The Risk of Innovating

If you need any proof that trying something different in the MMORPG market can result in a catastrophic financial faceplant, you don't need to look any further than the original launch of Realtime Worlds' APB: All Points Bulletin. The game, said to have had a budget exceeding 100 million dollars, regularly impressed critics at trade shows, touting extensive avatar customization and action-packed player-versus-player combat in sprawling city districts, but ultimately proved unable to survive even three months live before servers were shut down.

APB didn't adhere to the generally accepted mold for massive online games, and sported a stratospheric development cost. If a game with either of those qualities alone is a risky venture, one burdened with both walks a metaphorical tightrope, having to impress players with not only its quality of gameplay, but also its quality of service, including factors like server stability and customer service responsiveness.

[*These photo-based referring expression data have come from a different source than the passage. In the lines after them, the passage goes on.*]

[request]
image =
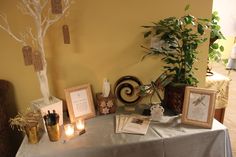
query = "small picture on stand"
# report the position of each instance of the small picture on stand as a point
(199, 106)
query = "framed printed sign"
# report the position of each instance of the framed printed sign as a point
(80, 102)
(198, 107)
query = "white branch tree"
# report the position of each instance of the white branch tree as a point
(40, 11)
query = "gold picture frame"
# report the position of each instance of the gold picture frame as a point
(199, 106)
(80, 102)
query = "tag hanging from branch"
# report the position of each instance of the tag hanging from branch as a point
(66, 34)
(56, 6)
(27, 53)
(37, 61)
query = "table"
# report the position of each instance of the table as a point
(168, 138)
(220, 83)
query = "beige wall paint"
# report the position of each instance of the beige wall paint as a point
(105, 43)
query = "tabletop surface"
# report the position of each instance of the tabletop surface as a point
(166, 138)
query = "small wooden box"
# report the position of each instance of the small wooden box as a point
(105, 105)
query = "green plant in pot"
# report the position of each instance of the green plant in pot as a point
(176, 40)
(215, 49)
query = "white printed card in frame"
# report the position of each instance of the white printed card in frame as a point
(198, 107)
(80, 102)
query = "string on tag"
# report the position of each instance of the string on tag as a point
(37, 61)
(27, 53)
(56, 6)
(66, 34)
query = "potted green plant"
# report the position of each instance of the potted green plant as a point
(29, 124)
(176, 40)
(215, 49)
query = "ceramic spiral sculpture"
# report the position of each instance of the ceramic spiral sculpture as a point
(125, 90)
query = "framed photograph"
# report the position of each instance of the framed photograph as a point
(198, 107)
(80, 102)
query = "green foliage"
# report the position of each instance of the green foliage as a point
(215, 49)
(180, 38)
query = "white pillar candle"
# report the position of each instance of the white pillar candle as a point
(69, 130)
(80, 124)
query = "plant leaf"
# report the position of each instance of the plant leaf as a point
(146, 34)
(187, 7)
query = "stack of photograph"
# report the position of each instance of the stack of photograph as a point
(133, 124)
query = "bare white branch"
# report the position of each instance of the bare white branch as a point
(23, 9)
(51, 20)
(28, 4)
(44, 4)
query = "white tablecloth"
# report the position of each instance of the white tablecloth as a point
(168, 138)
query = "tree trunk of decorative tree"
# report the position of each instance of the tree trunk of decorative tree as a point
(43, 18)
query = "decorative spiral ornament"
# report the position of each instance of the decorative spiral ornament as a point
(125, 90)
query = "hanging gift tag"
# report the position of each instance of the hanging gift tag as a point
(56, 6)
(37, 61)
(27, 53)
(66, 34)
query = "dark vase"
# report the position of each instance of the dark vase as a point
(174, 97)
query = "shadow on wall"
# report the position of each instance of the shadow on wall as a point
(9, 140)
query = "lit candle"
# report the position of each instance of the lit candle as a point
(80, 124)
(69, 130)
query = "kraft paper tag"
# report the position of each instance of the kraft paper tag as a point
(56, 6)
(66, 34)
(27, 53)
(37, 61)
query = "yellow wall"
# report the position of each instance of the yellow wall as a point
(228, 44)
(105, 42)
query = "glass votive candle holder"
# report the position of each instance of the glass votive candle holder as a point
(80, 124)
(69, 130)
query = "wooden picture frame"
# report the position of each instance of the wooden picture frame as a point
(80, 102)
(199, 106)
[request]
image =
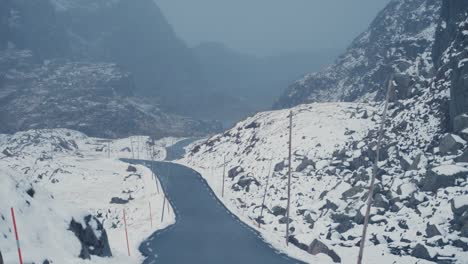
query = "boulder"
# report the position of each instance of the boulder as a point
(280, 166)
(304, 164)
(381, 202)
(420, 251)
(284, 220)
(131, 168)
(415, 164)
(246, 181)
(7, 152)
(232, 173)
(463, 157)
(432, 231)
(460, 123)
(442, 176)
(451, 144)
(352, 192)
(344, 226)
(92, 236)
(294, 241)
(278, 210)
(118, 200)
(317, 247)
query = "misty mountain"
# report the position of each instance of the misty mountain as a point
(397, 41)
(65, 64)
(254, 82)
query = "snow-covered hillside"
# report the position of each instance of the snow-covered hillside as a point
(52, 176)
(420, 192)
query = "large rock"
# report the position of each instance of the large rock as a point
(317, 247)
(92, 236)
(451, 144)
(245, 182)
(443, 176)
(278, 210)
(304, 164)
(421, 252)
(232, 173)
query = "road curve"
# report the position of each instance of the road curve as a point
(205, 232)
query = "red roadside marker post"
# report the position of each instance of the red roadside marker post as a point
(126, 233)
(16, 235)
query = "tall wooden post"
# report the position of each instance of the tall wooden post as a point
(374, 174)
(289, 179)
(264, 194)
(224, 176)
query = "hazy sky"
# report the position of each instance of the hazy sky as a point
(271, 26)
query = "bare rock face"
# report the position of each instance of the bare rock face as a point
(407, 27)
(317, 247)
(94, 98)
(93, 238)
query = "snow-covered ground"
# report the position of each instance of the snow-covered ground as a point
(333, 148)
(73, 175)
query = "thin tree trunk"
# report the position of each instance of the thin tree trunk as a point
(264, 194)
(289, 179)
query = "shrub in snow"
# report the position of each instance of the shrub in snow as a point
(93, 237)
(451, 144)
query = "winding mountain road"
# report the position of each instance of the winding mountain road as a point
(205, 232)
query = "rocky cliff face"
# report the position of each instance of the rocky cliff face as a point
(399, 41)
(450, 55)
(95, 98)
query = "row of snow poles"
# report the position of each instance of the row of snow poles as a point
(15, 226)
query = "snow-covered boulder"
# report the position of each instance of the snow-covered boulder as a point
(460, 123)
(443, 176)
(92, 236)
(450, 144)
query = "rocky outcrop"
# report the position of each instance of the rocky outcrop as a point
(92, 236)
(450, 53)
(396, 43)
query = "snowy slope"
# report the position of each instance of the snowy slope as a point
(333, 149)
(72, 176)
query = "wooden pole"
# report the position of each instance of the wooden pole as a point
(16, 236)
(164, 205)
(126, 233)
(264, 194)
(224, 175)
(289, 179)
(374, 174)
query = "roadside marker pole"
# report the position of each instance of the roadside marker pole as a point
(289, 180)
(126, 233)
(374, 174)
(16, 235)
(151, 215)
(164, 205)
(264, 194)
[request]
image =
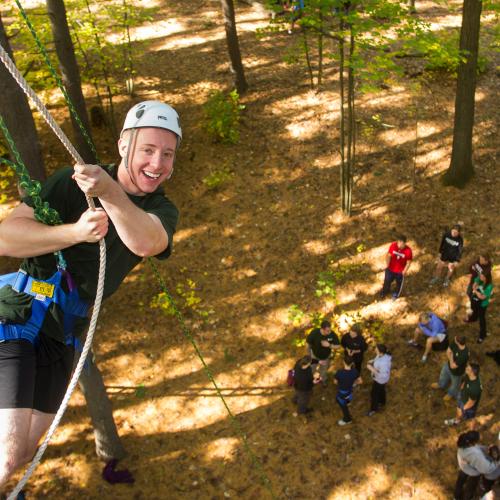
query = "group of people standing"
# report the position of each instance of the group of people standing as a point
(459, 376)
(313, 368)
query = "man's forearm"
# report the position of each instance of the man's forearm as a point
(142, 233)
(22, 236)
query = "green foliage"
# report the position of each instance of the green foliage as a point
(6, 178)
(217, 177)
(108, 19)
(140, 392)
(441, 50)
(186, 297)
(325, 285)
(222, 112)
(295, 315)
(228, 357)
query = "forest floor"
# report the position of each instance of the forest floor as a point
(254, 247)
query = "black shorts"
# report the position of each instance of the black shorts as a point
(34, 377)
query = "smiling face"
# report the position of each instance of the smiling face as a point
(150, 162)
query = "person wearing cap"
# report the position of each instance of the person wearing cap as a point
(136, 220)
(450, 252)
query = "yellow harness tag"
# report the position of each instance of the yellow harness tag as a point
(41, 288)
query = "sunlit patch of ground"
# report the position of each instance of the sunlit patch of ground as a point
(255, 247)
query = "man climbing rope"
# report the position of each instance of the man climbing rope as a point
(43, 308)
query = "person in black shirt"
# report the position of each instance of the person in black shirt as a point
(303, 384)
(346, 379)
(482, 265)
(320, 343)
(450, 251)
(355, 345)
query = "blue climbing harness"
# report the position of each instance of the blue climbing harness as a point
(44, 293)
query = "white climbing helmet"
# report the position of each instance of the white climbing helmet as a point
(153, 114)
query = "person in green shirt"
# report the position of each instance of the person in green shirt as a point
(453, 369)
(320, 343)
(482, 288)
(135, 219)
(470, 395)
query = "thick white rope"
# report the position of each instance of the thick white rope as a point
(100, 282)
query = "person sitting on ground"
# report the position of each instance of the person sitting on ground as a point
(380, 368)
(320, 343)
(481, 265)
(488, 479)
(355, 345)
(432, 327)
(303, 384)
(398, 261)
(472, 462)
(450, 251)
(453, 369)
(346, 379)
(482, 289)
(469, 397)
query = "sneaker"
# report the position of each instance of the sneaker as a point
(342, 422)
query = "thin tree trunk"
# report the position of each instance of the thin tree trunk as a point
(320, 50)
(461, 168)
(233, 47)
(105, 74)
(352, 123)
(308, 56)
(70, 75)
(17, 115)
(107, 440)
(342, 117)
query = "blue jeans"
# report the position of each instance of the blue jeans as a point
(447, 378)
(389, 277)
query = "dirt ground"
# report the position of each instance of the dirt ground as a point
(254, 247)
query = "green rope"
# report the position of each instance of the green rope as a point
(43, 212)
(185, 330)
(58, 81)
(34, 187)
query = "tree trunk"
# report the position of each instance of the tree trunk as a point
(342, 116)
(233, 47)
(71, 77)
(461, 168)
(17, 115)
(107, 440)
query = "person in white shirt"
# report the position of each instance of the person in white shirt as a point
(380, 368)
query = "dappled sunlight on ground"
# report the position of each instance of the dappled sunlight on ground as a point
(255, 246)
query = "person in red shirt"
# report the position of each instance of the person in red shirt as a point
(398, 261)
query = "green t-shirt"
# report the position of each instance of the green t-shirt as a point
(483, 289)
(315, 338)
(63, 194)
(460, 357)
(471, 389)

Pathfinder Online aims to try new things with in the MMORPG space too, but Goblinworks' plan to stagger subscribers in allows the company to roll with the punches as some portion of the players inevitably discovers that the game doesn't appeal to them. The company avoids the painful flood-drought pattern that major MMORPG launches suffer when new releases build infrastructure for the launch wave, only to leave behind dozens of near-deserted servers and zones once the merely curious leave behind only the true believers.

Innovation Still Survives

Dancey's aforementioned blog post goes on to anticipate that Pathfinder Online will support 120,000 active subscribers by the end of its third year. That number can be considered a success due to a financially responsible development plan that's created aware of the size of the audience for a sandbox-style MMORPG.

When developers gun for the subscriber numbers that World of Warcraft enjoyed at the peak of its popularity, they inflate their risks and have limit their design options to the tried-and-true end of the spectrum. Pathfinder Online, on the other hand, will enjoy freedom to innovate due to its developer's willingness to grow into success from the ground up.